Tite : La grâce en pratique

Anne FAYE
(Codognan-30)

« Voilà ce qui est bon et utile aux hommes ! »
Tite 3, 8b


« Voilà ce qui est bon et utile aux hommes » (3,8) ! Lorsqu'il écrit à son frère grec, son « véritable enfant selon leur commune foi » (1,4), Paul est sorti de sa captivité romaine et écrit de Nicopolis. L'apôtre, confiant dans son protégé, l'a laissé à Crète pour y « mettre en ordre » les assemblées.

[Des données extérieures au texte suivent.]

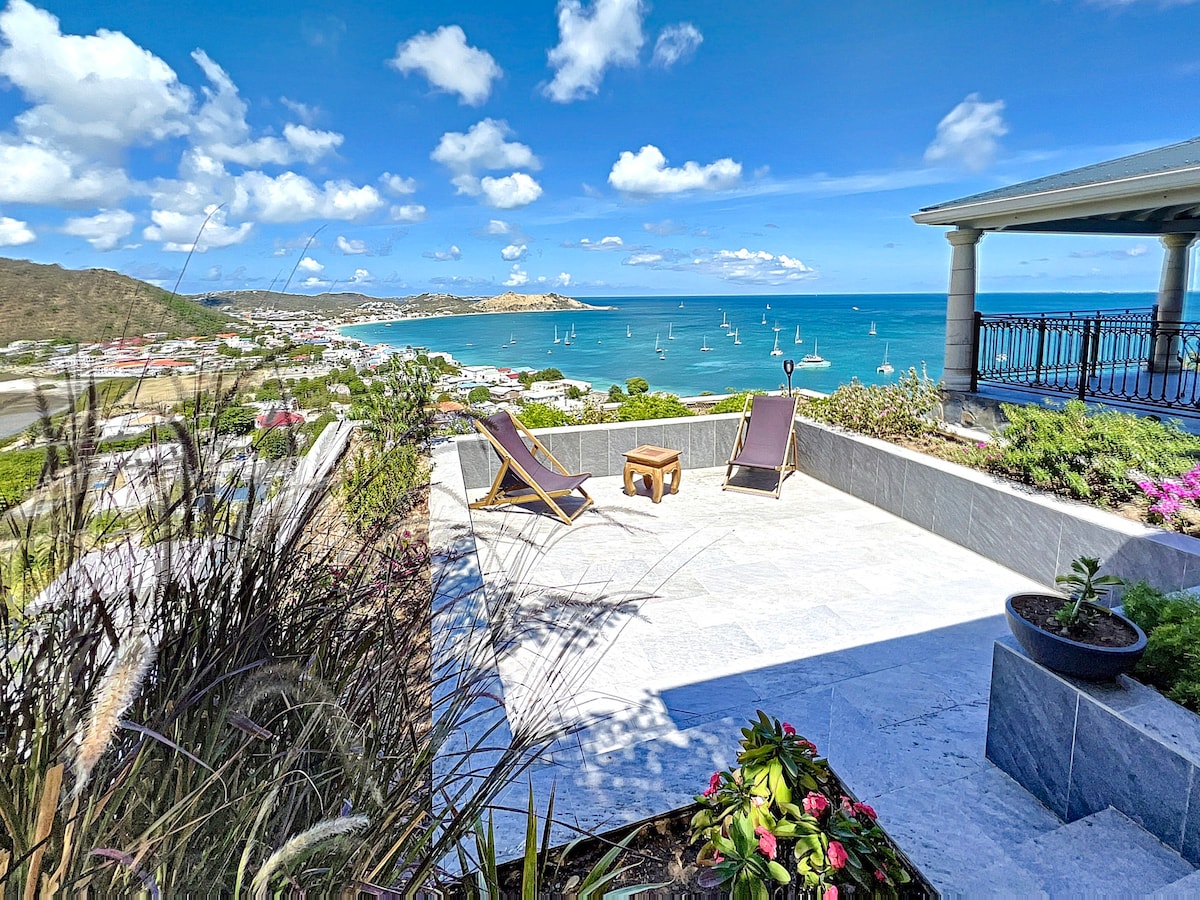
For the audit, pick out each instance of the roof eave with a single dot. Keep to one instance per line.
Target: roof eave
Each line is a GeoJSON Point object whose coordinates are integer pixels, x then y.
{"type": "Point", "coordinates": [1159, 189]}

Si la lettre de Paul a des accents affectueux, elle reste destinée à transmettre un message à toute l'Église de Crète au sujet de l'organisation et de la discipline qui doivent y être mises en œuvre. Pour cela, l'apôtre, fidèle à lui-même, donne des instructions sur la vie de l'assemblée (ch. 1), la vie de la famille de la foi (ch. 2), la vie sociale (ch. 3).
Et pour cause, la situation est agitée ; des fausses doctrines viennent jeter le trouble : (1,10-14 ; 3,9). L'épître rappelle que la foi enseignée doit être mise en évidence par un vécu. Doctrine et conduite sont liées et se répondent l'une à l'autre. Un accent particulier est mis sur la pratique d’œuvres bonnes non comme source de salut, mais comme signe d’une vie chrétienne conséquente.
A ce titre, Paul encourage personnellement Tite : « demeure ferme dans le ministère qui t'est attribué », « dis », « reprends avec une pleine autorité », « rappelle », « je veux que tu affirmes... » Car, Tite doit exhorter chacun et chacune dans l'Eglise, afin que tous remplissent leur devoir et rendent honorable la profession de la foi (2,1-10). C'est possible, car Dieu a manifesté sa grâce premièrement, rendant obligatoire cette vie « sainte » et ce, jusque devant les autorités civiles, en même temps qu'elle en fournit les moyens (2,11-15).
Alors, bien sûr, on peut lire cette épître comme un plaidoyer moral du parfait chrétien et se sentir « écrasé » par cet ensemble de recommandations. On peut aussi relire cette missive à la lumière du sujet de l'épître : l'homme ! Ou autrement dit : comment traduit-il la grâce qui lui est faite dans sa vie communautaire, familiale, sociale ? Le mouvement premier vient de la main tendue de Dieu (2,14) qui s'accompagne d'une pédagogie « ...afin que nous vivions ». Et, ce salut qui instruit, éduque, s'écrit dans l'existence terrestre de cet homme sauvé. Ce que cela change ? Tout ! L'homme, saisissant la promesse du salut jette un nouveau regard sur le monde, sur ses semblables et sur Dieu. Il n'agit plus sous la contrainte d'une morale légaliste, mais se positionne librement face à des servitudes très humaines. Il témoigne qu'il appartient bien au monde des hommes, mais son espérance ne se conjugue plus au temps de sa finitude ; elle se marque d'une rencontre qui a bousculé son centre de gravité. L'homme appartient désormais a celui qui offre un sens à sa vie dans ce monde, parmi les siens.
Le salut par la grâce concerne l'homme en entier et n'est pas juste un ensemble de préceptes moraux nous rappelant à l'ordre le temps d'une lecture. C'est un mouvement, un retournement de l'homme qui se traduit en termes d'éthique sociale, familiale. En nous appelant à reconsidérer notre implication dans notre quotidien, Dieu nous fait participer à sa grâce, nous la fait goûter en pratique, et nous en devenons de ce fait à la fois responsables, et collaborateurs, ce qui n'est pas rien, non ?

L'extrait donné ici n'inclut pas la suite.